The host started sending cron spam about an hour ago. They were all from F ile "/usr/bin/swift-recon-cron", in in which " AttributeError: cffi library '_openssl' has no function, constant or global variable named 'sk_H509_NAME]ENTRY_value'". That sounds unrelated to this hardware issue but just started randomly an hour ago and kept sending mail.

Since this host is broken and not in production anyways, i scheduled a downtime in Icinga for one month and Papaul shut the host down.

I pointed this out on IRC but putting it on the ticket because I can't help myself:

While there's no OpenSSL symbol sk_H509_NAME]ENTRY_value, there is a sk_X509_NAME_ENTRY_value. Also, ASCII H (0x48) and X (0x58), as well as ] (0x5D) and _ (0x5F), are each a single flipped bit from each other.

🍋

Dell just called me. They will be shipping a new system and will arrive by the first week on January.

Received replacement server

update Netbox with new serial number

Change 487873 had a related patch set uploaded (by Papaul; owner: Papaul):
[operations/puppet@production] DHCP: Update MAC address for ms-be2047

https://gerrit.wikimedia.org/r/487873

Removed old puppet cert for ms-be2047.codfw.wmnet

Change 487873 merged by Dzahn:
[operations/puppet@production] DHCP: Update MAC address for ms-be2047

https://gerrit.wikimedia.org/r/487873

@fgiunchedi I replaced the problematic server with the new one Dell shipped to me. The OS is installed and puppet first run done. I will proceed to the disk wipe on the old server on Wednesday before shipping it back to Dell. Let me know if you have any questions.

Thanks.

@fgiunchedi I replaced the problematic server with the new one Dell shipped to me. The OS is installed and puppet first run done. I will proceed to the disk wipe on the old server on Wednesday before shipping it back to Dell. Let me know if you have any questions.

Thanks.

Thanks Papaul, I'll stress-test the host and put it in service if no problems arise.

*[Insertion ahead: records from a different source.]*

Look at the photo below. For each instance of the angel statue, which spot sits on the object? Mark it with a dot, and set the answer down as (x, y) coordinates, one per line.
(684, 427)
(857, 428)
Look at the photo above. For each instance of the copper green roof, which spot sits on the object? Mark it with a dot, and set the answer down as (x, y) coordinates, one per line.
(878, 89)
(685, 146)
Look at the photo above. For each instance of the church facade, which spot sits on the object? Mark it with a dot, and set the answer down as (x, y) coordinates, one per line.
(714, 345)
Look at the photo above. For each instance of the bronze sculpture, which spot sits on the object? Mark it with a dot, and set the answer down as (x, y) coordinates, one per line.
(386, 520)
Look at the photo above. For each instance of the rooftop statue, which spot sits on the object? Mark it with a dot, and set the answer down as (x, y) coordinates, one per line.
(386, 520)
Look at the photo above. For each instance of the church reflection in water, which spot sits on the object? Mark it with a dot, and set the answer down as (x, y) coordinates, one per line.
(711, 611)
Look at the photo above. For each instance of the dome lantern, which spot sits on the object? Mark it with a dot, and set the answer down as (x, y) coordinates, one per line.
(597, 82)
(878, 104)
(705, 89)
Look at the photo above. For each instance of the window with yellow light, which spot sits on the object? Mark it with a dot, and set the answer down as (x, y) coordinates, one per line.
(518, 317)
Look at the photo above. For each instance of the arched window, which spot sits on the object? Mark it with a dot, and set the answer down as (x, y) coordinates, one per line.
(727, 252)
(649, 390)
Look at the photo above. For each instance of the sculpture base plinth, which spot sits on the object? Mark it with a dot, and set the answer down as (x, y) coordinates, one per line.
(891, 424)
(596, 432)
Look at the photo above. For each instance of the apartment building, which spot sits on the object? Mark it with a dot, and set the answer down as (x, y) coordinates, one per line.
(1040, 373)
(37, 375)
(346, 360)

Mentioned in SAL (#wikimedia-operations) [2019-02-05T13:55:15Z] <godog> swift codfw-prod: add ms-be2047 - T209395 T209921

Mentioned in SAL (#wikimedia-operations) [2019-02-06T09:15:42Z] <godog> swift codfw-prod: more weight for ms-be2047 - T209395 T209921

Mentioned in SAL (#wikimedia-operations) [2019-02-07T08:34:24Z] <godog> swift codfw-prod: more weight to ms-be2047 - T209395 T209921

Old server has been shipped out. Shipping information below.

Mentioned in SAL (#wikimedia-operations) [2019-02-08T10:23:38Z] <godog> swift codfw-prod: more weight to ms-be2047 - T209395 T209921

Host is in service at full weight, assigning to @Papaul for return of previous hardware

Previous hardware has been already returned since last Thursday. (See comment on Feb7) We can resolve this task.